2a. As a primer for today's ballot and watching the results come in, here's the recent Gail Collins op-ed: Name That Candidate.
2b. Also, presented without comment: Jon Stewart, Autotuned.

3. They are jackhammering into the street directly outside our window, and have been doing so since about 7am. Why, New York. Why must you destroy everything, and so loudly?

Monday, November 1, 2010

It begins here

It's November!

November means many things for me: Thanksgiving, scarves, cranberries, the transition from fall to winter, knitting, mulled wine, root vegetables, fireplaces, winter coats, incessant and obnoxious Christmas music in stores. On the west coast, it means Peet's Holiday Blend; on the east coast, it means apple cider (and apple cider donuts). Everywhere, November means that the holidays are officially only one month away. It's the beginning of the Gluttony Period, that wonderful food-focused time of year that starts November 1 with the leftover Halloween candy, ramps up to peak at Thanksgiving, follows with a small refractory period of righteousness before the holiday baking craze kicks in, and truly finds its stride right around the middle of December. Guilt and contrition follow, mostly in the form of New Year's resolutions to join a gym or eat more salad. But really, November reminds you that since you can now swaddle yourself in layers and layers of coats and scarves, who cares if you get a little pudgy? It's not like you'll be wearing a bathing suit any time soon.

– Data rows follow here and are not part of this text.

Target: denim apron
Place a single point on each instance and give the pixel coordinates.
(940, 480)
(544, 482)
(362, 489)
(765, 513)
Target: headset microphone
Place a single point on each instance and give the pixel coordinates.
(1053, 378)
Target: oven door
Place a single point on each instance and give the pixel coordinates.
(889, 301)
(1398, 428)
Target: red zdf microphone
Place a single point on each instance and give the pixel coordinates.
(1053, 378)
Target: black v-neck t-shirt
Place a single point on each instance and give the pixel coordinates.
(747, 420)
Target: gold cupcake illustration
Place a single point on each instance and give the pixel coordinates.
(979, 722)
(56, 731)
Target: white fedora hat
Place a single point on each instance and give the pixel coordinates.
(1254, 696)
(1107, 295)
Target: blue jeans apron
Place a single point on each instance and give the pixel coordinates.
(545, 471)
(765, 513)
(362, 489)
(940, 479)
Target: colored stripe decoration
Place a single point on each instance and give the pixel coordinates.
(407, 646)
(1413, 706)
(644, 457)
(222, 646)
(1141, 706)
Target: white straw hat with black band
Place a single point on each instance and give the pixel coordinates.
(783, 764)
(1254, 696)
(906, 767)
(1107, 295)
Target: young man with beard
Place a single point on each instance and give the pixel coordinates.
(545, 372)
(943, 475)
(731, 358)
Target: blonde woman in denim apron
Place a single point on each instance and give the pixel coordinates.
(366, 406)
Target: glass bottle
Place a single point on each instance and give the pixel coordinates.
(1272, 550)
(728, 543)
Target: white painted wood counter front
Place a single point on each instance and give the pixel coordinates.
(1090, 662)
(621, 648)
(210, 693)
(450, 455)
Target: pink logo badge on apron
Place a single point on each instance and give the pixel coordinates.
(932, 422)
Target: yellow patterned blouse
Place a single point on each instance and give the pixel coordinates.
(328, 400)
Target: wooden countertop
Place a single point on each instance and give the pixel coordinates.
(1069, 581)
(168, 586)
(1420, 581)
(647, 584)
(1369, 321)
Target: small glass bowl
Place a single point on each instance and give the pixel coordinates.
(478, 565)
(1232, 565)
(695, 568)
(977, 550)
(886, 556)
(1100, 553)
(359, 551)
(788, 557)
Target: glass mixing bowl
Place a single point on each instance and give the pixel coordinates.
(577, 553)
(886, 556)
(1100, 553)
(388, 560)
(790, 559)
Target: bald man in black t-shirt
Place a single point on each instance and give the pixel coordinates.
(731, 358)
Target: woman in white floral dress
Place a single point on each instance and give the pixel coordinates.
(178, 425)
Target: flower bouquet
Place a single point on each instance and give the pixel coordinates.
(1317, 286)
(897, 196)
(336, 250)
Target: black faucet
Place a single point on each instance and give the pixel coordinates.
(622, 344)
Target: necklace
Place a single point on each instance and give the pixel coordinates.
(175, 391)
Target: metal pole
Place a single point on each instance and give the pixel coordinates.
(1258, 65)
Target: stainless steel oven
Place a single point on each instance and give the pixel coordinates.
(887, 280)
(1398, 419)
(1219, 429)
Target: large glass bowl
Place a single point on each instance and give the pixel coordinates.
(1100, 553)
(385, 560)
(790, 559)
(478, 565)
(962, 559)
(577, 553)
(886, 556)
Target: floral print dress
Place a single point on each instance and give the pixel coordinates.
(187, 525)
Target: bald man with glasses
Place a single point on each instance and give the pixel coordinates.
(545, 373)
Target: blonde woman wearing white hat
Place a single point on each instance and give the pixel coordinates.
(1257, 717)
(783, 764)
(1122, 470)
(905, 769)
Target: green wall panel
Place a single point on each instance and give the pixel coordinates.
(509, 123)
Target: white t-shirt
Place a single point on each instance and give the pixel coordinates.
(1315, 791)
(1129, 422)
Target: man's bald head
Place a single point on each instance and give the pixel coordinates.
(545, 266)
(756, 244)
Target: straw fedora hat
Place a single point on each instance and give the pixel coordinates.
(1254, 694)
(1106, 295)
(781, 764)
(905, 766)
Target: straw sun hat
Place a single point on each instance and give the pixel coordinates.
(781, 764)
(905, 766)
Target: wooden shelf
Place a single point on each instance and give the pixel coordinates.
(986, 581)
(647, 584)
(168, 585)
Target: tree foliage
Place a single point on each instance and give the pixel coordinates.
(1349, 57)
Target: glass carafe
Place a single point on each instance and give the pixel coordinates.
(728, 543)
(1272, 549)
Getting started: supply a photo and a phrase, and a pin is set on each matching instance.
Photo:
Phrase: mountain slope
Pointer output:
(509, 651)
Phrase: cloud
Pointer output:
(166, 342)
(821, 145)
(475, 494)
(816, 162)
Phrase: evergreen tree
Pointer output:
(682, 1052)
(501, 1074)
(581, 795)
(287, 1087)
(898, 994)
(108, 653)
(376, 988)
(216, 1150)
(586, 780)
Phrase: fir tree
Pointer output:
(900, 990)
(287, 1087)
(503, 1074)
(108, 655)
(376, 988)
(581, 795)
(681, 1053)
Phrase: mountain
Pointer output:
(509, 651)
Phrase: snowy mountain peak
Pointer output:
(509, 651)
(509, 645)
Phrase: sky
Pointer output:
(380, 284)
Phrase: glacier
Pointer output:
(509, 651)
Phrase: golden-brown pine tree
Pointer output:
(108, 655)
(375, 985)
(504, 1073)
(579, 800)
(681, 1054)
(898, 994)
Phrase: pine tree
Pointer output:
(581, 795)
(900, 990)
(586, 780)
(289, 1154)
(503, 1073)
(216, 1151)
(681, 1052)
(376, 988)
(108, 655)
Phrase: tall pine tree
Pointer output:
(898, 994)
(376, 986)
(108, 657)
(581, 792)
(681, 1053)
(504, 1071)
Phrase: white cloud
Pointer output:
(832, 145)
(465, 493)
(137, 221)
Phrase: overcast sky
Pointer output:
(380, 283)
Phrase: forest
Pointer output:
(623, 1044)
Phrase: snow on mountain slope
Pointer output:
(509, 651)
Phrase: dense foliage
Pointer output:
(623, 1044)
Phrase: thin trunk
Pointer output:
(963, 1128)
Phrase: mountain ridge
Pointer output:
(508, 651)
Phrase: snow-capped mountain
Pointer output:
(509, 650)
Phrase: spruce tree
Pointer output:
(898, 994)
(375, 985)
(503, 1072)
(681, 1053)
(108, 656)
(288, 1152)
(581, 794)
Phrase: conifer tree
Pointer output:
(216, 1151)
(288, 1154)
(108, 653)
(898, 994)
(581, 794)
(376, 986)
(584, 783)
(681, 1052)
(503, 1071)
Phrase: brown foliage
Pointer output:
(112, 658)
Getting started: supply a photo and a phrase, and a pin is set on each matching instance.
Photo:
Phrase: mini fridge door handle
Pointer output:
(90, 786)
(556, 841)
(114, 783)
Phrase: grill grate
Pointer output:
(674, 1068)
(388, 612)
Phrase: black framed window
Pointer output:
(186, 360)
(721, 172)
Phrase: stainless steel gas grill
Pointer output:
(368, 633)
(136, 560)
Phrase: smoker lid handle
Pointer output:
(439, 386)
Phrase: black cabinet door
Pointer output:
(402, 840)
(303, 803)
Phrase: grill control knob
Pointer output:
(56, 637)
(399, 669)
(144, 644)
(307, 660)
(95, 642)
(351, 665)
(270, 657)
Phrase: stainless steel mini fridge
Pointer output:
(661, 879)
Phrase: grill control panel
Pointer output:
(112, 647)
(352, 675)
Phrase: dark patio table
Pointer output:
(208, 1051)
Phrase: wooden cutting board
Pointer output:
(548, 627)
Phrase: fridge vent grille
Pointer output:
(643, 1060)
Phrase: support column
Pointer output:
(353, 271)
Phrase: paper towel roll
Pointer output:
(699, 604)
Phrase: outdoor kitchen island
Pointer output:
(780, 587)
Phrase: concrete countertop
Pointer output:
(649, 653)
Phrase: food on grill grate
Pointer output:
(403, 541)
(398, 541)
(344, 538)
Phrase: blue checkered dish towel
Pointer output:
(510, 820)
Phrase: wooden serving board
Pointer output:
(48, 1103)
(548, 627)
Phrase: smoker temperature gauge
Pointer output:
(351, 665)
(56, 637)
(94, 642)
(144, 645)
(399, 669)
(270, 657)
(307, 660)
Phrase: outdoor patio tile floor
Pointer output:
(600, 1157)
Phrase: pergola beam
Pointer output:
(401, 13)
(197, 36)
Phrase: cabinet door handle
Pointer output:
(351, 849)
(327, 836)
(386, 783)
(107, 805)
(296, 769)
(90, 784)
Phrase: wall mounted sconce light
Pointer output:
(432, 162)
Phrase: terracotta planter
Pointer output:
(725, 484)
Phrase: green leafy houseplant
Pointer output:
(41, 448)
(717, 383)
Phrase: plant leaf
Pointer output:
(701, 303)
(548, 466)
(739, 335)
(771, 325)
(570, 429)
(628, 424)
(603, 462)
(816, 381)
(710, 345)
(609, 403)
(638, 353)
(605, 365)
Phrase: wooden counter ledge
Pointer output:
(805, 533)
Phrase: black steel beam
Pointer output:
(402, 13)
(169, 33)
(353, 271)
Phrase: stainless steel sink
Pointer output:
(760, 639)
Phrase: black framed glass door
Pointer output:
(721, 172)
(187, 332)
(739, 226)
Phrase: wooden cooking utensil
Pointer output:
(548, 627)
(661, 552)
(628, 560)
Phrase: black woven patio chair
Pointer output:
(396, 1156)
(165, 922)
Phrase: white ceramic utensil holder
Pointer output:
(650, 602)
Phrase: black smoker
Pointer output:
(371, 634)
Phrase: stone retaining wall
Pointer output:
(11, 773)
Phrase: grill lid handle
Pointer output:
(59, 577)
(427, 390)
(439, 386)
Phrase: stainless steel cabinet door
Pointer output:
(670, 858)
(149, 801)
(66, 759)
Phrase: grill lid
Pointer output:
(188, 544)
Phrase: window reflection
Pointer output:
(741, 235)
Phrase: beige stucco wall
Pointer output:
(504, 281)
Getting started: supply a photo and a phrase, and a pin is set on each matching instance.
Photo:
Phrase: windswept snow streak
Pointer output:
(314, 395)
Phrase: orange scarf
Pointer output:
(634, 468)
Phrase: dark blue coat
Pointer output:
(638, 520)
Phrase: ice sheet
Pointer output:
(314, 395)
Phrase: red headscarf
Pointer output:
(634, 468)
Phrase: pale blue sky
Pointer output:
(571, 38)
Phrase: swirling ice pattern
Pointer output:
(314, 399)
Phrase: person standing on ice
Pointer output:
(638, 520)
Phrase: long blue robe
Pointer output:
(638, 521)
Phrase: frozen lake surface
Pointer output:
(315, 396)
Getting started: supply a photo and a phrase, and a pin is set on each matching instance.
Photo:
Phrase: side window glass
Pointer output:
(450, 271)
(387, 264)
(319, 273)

November 1 marks the beginning of the Gluttony Period. It also marks the start of two important month-long challenges: No-Shave November and National Novel Writing Month.

No-Shave November is self-explanatory: men don't shave their faces. What began, I think, as laziness with an excuse has sort of morphed into a competition. Mostly I like No-Shave November because it gives me prime mocking material when I see my brother at Thanksgiving and he looks like a lumberjack. It's also great to reveal who can actually grow a beard, and who cannot. (Usually, however, if a man can't grow a beard he doesn't do No-Shave November.) For the truly lazy, the next step is Decem-beard.

National Novel Writing Month (affectionately known as NaNoWriMo) is more relevant to me. Traditionally, the challenge is simple: write a 50,000-word novel by the end of the month. I do not currently have the time, discipline or inspiration to write a novel, so I am re-interpreting the challenge (as most people are wont to do). My challenge to myself is to write one blog post every day. They won't necessarily be awesome posts, but they will be posts. I will do my best to not hide behind the "...Uh, here, have a poem" heading too often. I figure that even if I'm not writing a novel, at least I'll be exercising my brain somewhat.

So there you have it. One post a day for thirty days. When you compare it with an entire novel it's mostly a cop-out, but at least it's something, right?